Les conflits, la crise climatique et le sous-financement chronique des crises humanitaires sont tous interconnectés et portent les besoins humanitaires à des niveaux record. Si nous n’agissons pas maintenant, ces besoins risquent de s’aggraver encore, et nous pourrions atteindre un point de basculement où il sera très difficile d’avoir un impact significatif sur leur niveau.

Défis Humanitaires : Assurant la présidence du Conseil de l’Union européenne pour ce premier semestre de l’année, la Suède préside les réunions du COHAFA (Aide humanitaire et alimentaire de l’UE) et est le dernier membre du trio (France, République tchèque et Suède) qui a fixé conjointement certaines priorités globales de janvier 2022 à juin 2023. Ces priorités comprennent le changement climatique, le droit international humanitaire, la protection des humanitaires et les liens entre l’humanitaire, le développement et la paix. Comment la Suède progresse-t-elle sur ces priorités et quelles devraient être, selon vous, les priorités pour les six prochains mois ?

Dominic Crowley : VOICE s’est engagé auprès des Présidences du Conseil avant et pendant leurs mandats. Nous avons travaillé avec nos ONG membres et les plateformes nationales en France, en République tchèque et maintenant en Suède, qui a commencé sa présidence en janvier 2023, afin de s’assurer qu’elles prennent en compte les priorités des ONG humanitaires et, surtout, les communautés touchées par les crises qu’elles soutiennent.

En collaboration avec FoRS, la plate-forme nationale tchèque des ONG, nous avons organisé une table ronde à Prague pour réfléchir au contexte humanitaire mondial et régional du point de vue des donateurs et des ONG, en examinant l’impact du conflit ukrainien sur la fourniture d’une aide humanitaire fondée sur des principes, et en identifiant des solutions pour faire face à l’augmentation des besoins et au manque de financement avant le FHE 2023.

Au cours de cette table ronde, VOICE a réitéré les messages énoncés dans notre Policy Resolution, « Un appel urgent à la protection de l’aide humanitaire fondée sur les principes humanitaire », dans laquelle nous avons formulé des recommandations à l’UE et à ses États membres pour qu’ils défendent systématiquement l’aide humanitaire fondée sur les principes dans le monde entier, protègent les civils et soutiennent l’accès à l’aide humanitaire.

Un des panels de la table ronde de Prague “Nouvelles tendances humanitaires et défis de l’aide à la lumière du conflit en Ukraine”. @VOICE

Sur le nexus Humanitaire-Développement-paix et la crise climatique, nous apportons l’expertise de nos membres à travers notre groupe de travail « Résilience-Nexus ». Au niveau de l’UE, il y a beaucoup de discussions autour du triple nexus comme solution clé à de nombreux défis. Cependant, nous aimerions voir comment l’UE et ses États membres prévoient de le rendre opérationnel, compte tenu des différents cadres et outils financiers et, en particulier, des préoccupations des ONG humanitaires quant au risque croissant de politisation et d’instrumentalisation de l’aide humanitaire comme conséquence des approches nexus. Le point de vue de VOICE est que toute approche nexus doit être en accord avec les principes fondamentaux de l’aide humanitaire – humanité, impartialité, neutralité et indépendance – et être informée par chaque contexte spécifique.

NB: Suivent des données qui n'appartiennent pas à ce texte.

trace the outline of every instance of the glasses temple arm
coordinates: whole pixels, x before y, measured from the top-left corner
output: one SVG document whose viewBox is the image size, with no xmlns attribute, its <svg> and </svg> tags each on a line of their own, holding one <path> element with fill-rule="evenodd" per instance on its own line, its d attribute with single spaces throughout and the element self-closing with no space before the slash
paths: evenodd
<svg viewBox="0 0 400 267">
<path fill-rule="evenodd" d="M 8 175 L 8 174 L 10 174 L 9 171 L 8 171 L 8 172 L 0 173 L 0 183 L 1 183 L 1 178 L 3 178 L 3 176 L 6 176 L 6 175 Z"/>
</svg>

De plus, la crise climatique est une autre question clé sur laquelle nous travaillons. Le changement climatique fait partie des causes profondes des crises humanitaires dans le monde, alimentant les conflits, générant de l’insécurité alimentaire, des pénuries d’eau, des déplacements et menaçant les moyens de subsistance. Dans la lutte contre les effets du changement climatique, le rôle des donateurs est vital. Nous pensons que l’UE et ses États membres doivent augmenter les financements visant à renforcer la résilience climatique afin que les communautés les plus marginalisées puissent mettre en place des mesures d’atténuation des catastrophes climatiques et renforcer leur résilience.

De nombreuses discussions ont lieu au niveau de l’UE, et nous nous réjouissons de l’attention portée par les présidences du Conseil à ces domaines clés. Cependant, il reste encore beaucoup à faire pour renforcer la résilience climatique, pour rendre opérationnel le nexus HDP et pour assurer la promotion du DIH.

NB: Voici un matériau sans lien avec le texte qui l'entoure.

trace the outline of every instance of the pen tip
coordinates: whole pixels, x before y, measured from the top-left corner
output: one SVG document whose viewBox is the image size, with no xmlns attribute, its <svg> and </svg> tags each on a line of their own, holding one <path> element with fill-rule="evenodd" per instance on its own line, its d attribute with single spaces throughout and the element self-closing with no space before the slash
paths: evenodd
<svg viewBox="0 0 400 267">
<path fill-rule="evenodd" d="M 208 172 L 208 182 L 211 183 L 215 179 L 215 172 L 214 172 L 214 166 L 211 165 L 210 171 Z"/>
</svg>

Nous espérons que la présidence suédoise fera des progrès significatifs dans ces domaines au cours des prochains mois, et que le prochain Trio maintiendra ces sujets comme prioritaires, et renforcera les engagements et les actions des Etats membres pour surmonter ces défis connexes.

Défis Humanitaires : Les priorités du Trio comprennent également un effort mondial pour augmenter les ressources financières dédiées à l’action humanitaire face à des besoins croissants. Entre 2018 et 2021, selon le Financial Tracking Service, le budget de l’aide humanitaire internationale a régulièrement augmenté, passant de 15 à 19 milliards de dollars, tandis que le financement requis est passé de 25 à 38 milliards de dollars. La poursuite de la guerre en Ukraine et les tremblements de terre en Turquie et en Syrie vont encore augmenter ces chiffres. Qu’attendez-vous du FHE pour mieux répondre financièrement aux besoins humanitaires dans le monde ?

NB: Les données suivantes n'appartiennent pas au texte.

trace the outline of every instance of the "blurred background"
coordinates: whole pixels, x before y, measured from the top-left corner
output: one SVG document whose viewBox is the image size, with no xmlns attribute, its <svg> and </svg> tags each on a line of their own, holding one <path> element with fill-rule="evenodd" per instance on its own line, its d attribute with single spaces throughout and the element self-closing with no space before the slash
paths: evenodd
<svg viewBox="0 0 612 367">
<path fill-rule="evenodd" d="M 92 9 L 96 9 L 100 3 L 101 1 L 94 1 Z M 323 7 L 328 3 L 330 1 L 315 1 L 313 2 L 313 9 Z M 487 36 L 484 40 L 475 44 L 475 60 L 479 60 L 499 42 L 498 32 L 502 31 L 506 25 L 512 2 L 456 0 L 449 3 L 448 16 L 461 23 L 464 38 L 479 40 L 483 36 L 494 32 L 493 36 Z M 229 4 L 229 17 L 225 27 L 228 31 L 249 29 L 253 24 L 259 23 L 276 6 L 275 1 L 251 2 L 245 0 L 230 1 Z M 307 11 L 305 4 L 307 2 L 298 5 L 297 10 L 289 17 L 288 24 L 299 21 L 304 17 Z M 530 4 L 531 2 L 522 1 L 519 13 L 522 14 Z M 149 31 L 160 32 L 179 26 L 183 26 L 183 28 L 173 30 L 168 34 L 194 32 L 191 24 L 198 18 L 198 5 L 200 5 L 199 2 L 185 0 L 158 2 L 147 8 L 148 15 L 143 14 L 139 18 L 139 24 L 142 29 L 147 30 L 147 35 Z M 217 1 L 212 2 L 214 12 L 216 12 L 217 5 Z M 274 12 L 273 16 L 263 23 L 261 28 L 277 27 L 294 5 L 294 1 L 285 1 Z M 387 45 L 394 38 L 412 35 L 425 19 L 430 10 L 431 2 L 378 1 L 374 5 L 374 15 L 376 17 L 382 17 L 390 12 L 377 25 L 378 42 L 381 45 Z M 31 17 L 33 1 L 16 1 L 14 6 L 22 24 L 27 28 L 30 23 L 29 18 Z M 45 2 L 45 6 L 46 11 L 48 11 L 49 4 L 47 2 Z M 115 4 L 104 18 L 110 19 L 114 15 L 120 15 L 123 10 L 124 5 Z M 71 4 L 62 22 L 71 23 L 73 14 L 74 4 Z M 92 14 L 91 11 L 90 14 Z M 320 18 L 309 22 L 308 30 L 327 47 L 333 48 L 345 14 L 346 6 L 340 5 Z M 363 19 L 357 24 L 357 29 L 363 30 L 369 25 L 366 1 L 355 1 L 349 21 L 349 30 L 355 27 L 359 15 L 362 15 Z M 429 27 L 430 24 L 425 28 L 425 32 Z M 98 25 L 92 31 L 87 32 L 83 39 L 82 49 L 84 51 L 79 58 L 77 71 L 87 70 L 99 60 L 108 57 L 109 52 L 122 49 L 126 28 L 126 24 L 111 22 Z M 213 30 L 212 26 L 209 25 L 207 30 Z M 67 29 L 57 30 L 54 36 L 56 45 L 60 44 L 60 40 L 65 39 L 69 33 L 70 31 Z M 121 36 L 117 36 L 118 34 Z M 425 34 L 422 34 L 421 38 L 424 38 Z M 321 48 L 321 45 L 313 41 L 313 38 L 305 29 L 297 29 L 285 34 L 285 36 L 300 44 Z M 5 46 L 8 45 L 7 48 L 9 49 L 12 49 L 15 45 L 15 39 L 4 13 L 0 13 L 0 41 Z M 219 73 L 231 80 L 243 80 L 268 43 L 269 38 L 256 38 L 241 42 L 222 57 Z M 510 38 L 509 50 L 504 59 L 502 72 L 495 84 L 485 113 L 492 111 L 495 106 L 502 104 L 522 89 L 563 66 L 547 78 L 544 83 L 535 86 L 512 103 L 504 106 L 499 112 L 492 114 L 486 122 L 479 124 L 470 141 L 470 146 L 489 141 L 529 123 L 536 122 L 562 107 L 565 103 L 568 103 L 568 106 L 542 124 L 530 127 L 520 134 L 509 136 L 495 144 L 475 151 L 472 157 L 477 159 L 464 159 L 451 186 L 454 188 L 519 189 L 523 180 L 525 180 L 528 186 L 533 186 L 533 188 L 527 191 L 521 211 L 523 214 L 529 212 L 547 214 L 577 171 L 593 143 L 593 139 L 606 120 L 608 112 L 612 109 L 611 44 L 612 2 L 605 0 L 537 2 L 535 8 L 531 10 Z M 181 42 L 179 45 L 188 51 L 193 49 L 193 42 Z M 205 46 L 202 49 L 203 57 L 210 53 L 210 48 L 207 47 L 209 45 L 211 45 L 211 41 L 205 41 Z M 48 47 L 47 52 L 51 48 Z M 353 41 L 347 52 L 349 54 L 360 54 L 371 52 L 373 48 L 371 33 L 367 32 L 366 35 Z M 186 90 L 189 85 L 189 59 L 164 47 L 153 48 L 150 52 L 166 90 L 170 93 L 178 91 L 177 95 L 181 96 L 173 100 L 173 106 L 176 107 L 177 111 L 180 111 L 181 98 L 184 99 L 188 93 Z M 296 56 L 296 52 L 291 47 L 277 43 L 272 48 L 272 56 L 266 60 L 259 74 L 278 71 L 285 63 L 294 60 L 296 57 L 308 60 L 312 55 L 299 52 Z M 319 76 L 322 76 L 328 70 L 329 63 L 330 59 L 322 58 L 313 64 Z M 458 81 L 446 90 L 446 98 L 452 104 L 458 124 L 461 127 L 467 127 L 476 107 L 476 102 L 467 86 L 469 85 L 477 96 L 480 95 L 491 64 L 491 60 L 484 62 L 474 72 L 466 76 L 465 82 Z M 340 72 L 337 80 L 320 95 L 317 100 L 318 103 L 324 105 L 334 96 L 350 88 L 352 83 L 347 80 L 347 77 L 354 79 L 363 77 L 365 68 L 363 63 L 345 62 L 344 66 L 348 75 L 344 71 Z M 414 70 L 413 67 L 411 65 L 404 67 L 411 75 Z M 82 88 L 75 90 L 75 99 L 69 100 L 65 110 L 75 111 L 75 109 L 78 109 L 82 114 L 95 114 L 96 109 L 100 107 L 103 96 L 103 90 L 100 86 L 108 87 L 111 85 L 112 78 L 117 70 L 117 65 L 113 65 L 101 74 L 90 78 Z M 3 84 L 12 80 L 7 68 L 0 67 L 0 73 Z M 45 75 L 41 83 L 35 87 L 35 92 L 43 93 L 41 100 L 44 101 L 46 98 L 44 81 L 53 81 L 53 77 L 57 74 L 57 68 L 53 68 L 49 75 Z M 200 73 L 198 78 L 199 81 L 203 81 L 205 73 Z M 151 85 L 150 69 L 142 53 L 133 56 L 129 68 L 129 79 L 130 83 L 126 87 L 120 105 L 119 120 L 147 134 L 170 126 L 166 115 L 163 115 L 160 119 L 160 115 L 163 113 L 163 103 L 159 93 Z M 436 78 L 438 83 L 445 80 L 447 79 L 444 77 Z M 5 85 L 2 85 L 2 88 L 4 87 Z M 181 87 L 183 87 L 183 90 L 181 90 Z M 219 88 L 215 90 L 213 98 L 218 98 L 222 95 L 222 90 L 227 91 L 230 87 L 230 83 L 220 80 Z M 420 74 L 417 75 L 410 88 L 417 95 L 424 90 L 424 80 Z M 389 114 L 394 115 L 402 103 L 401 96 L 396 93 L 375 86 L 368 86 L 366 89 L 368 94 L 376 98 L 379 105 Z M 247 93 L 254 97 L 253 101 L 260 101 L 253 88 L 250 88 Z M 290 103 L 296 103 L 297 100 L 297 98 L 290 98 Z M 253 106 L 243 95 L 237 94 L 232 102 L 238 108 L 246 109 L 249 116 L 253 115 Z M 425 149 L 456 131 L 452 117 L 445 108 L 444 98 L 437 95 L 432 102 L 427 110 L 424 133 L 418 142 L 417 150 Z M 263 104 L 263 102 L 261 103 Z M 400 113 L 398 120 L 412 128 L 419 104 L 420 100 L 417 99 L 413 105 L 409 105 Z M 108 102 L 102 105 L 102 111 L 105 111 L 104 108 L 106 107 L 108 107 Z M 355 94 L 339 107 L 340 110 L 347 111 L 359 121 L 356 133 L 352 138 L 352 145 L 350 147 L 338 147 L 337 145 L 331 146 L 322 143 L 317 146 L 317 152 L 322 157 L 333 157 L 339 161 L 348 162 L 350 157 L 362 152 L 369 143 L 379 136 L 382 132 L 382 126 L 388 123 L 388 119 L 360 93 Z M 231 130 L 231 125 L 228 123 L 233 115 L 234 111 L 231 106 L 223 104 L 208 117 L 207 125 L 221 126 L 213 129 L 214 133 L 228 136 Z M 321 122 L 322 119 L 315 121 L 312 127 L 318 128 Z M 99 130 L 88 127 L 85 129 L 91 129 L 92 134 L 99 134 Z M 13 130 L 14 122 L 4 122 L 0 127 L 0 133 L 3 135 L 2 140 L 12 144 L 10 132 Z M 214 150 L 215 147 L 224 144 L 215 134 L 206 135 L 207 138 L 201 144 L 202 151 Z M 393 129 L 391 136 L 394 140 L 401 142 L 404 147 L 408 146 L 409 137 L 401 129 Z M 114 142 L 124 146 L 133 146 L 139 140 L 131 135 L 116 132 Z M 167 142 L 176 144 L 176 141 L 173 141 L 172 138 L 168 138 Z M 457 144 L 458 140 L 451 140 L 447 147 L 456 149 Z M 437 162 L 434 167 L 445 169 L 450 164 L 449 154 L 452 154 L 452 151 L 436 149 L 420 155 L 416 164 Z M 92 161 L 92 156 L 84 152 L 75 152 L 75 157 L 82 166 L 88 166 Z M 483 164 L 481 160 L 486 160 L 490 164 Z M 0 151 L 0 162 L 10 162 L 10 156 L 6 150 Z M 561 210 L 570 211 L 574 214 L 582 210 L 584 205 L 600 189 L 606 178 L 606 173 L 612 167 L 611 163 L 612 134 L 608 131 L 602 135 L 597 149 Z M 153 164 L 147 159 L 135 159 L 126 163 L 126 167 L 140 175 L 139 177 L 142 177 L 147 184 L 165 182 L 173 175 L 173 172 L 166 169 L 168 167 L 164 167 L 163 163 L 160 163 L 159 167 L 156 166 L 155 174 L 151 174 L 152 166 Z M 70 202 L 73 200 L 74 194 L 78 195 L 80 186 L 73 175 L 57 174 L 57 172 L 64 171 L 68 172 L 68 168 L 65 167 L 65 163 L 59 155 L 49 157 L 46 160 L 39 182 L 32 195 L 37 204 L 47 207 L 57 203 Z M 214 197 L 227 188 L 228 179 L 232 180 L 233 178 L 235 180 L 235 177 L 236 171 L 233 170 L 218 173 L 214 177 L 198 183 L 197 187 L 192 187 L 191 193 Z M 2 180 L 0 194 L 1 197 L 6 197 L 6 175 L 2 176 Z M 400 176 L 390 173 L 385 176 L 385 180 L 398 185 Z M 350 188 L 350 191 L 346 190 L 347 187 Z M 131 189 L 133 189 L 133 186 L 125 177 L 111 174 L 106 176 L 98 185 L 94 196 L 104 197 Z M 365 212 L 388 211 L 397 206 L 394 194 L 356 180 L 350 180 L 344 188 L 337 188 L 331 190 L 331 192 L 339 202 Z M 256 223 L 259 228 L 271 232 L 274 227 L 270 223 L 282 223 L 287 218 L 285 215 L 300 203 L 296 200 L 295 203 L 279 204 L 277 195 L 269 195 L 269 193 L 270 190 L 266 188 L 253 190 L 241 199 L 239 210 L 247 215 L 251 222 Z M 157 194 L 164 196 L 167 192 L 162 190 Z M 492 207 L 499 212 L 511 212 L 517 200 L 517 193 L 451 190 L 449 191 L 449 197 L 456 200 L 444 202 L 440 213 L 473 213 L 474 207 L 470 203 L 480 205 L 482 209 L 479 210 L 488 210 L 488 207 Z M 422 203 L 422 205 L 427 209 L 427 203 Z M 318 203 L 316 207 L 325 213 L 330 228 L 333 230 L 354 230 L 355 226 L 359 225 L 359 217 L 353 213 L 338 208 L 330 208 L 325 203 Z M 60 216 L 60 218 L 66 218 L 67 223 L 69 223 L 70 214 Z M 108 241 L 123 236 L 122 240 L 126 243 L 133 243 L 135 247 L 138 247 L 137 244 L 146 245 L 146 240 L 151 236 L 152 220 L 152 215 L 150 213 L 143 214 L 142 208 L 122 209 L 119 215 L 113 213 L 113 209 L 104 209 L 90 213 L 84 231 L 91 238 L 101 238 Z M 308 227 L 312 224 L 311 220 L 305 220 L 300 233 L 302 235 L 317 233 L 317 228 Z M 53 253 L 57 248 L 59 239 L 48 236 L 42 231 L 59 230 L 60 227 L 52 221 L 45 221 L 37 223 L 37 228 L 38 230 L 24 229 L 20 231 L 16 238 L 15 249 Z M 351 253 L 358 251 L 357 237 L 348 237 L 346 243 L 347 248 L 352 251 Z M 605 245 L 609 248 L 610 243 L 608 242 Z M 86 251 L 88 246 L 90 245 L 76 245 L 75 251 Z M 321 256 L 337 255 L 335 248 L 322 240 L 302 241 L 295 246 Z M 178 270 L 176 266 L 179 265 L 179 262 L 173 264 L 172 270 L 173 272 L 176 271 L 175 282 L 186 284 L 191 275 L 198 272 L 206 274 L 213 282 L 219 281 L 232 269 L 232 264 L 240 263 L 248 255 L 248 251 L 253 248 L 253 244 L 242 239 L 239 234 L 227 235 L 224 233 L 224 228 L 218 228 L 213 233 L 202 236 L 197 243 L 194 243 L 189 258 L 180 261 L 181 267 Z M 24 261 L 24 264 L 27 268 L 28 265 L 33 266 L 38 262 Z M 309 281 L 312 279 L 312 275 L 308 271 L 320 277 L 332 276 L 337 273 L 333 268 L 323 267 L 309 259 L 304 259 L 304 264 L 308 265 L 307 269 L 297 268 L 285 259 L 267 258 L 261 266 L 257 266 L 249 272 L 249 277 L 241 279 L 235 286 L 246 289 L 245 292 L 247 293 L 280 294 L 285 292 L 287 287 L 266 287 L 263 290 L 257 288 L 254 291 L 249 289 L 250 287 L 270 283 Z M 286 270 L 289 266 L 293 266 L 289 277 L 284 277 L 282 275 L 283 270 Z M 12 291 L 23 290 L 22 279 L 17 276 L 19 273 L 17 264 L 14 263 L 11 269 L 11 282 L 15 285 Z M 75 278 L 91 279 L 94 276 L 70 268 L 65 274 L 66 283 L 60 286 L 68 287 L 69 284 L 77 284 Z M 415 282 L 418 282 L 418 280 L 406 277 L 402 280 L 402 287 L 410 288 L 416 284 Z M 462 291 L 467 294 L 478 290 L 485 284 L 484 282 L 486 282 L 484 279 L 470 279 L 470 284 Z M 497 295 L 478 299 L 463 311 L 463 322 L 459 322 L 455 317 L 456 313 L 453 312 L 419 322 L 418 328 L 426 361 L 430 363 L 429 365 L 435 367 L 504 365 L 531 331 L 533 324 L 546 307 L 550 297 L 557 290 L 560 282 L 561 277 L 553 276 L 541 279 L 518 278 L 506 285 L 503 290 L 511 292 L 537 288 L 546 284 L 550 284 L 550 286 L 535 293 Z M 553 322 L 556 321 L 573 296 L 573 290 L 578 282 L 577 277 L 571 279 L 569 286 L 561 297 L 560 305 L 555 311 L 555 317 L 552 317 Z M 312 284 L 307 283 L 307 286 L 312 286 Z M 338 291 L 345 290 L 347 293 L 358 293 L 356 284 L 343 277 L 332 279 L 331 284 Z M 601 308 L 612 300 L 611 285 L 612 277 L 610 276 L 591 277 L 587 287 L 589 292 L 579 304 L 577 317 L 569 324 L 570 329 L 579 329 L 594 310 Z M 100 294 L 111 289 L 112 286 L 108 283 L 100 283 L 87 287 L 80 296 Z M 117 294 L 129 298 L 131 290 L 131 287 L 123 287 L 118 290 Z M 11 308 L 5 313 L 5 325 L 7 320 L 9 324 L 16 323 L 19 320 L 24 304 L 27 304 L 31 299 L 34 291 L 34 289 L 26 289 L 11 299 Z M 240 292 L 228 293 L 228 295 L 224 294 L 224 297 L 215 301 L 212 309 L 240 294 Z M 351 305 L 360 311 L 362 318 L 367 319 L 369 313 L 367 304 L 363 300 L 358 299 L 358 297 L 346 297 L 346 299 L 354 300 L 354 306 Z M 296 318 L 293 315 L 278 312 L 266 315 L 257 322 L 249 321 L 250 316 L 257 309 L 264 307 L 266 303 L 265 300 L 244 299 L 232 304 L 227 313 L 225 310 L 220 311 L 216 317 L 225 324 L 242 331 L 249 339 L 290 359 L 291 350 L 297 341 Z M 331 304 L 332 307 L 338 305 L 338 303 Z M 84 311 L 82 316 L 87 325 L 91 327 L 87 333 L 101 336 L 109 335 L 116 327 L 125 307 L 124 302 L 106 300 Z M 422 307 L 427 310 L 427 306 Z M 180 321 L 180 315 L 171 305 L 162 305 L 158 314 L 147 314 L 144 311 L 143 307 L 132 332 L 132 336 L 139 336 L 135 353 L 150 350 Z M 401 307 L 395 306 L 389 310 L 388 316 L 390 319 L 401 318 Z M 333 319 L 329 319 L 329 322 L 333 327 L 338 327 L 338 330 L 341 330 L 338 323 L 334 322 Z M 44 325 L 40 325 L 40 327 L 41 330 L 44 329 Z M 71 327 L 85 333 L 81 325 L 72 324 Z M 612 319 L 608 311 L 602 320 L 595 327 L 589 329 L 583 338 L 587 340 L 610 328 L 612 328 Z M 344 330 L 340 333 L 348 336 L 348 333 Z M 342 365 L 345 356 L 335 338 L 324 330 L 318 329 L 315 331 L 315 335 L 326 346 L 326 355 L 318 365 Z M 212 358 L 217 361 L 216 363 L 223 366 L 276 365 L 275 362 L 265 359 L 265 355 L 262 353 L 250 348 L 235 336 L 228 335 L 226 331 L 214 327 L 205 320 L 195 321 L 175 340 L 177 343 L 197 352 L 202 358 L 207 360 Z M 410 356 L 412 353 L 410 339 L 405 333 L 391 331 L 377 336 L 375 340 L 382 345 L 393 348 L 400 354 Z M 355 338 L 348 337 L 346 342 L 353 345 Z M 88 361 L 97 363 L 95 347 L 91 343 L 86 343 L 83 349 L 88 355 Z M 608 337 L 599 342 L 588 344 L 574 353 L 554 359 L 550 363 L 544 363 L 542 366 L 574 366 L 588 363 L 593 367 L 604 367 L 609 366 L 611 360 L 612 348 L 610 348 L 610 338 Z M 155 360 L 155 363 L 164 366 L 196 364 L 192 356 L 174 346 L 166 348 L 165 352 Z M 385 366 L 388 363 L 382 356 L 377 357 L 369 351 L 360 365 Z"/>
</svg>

Dominic Crowley : Le conflit en Ukraine et ses répercussions économiques mondiales ont exacerbé les besoins humanitaires, déjà à un niveau record en raison de l’impact des “trois C” – conflit, changement climatique et COVID-19 – et du sous-financement chronique des crises. Comme vous l’indiquez à juste titre, une personne sur 23 a aujourd’hui besoin d’une aide humanitaire (GHO 2023) – un niveau de besoins sans précédent, qui n’a cessé de croître au cours des dernières années.

Ma principale préoccupation est cependant de savoir si l’Ukraine et l’impact des tremblements de terre en Turquie et en Syrie augmenteront le budget humanitaire mondial, ou si ces crises plus récentes exercent une pression supplémentaire sur des budgets mondiaux déjà surchargés.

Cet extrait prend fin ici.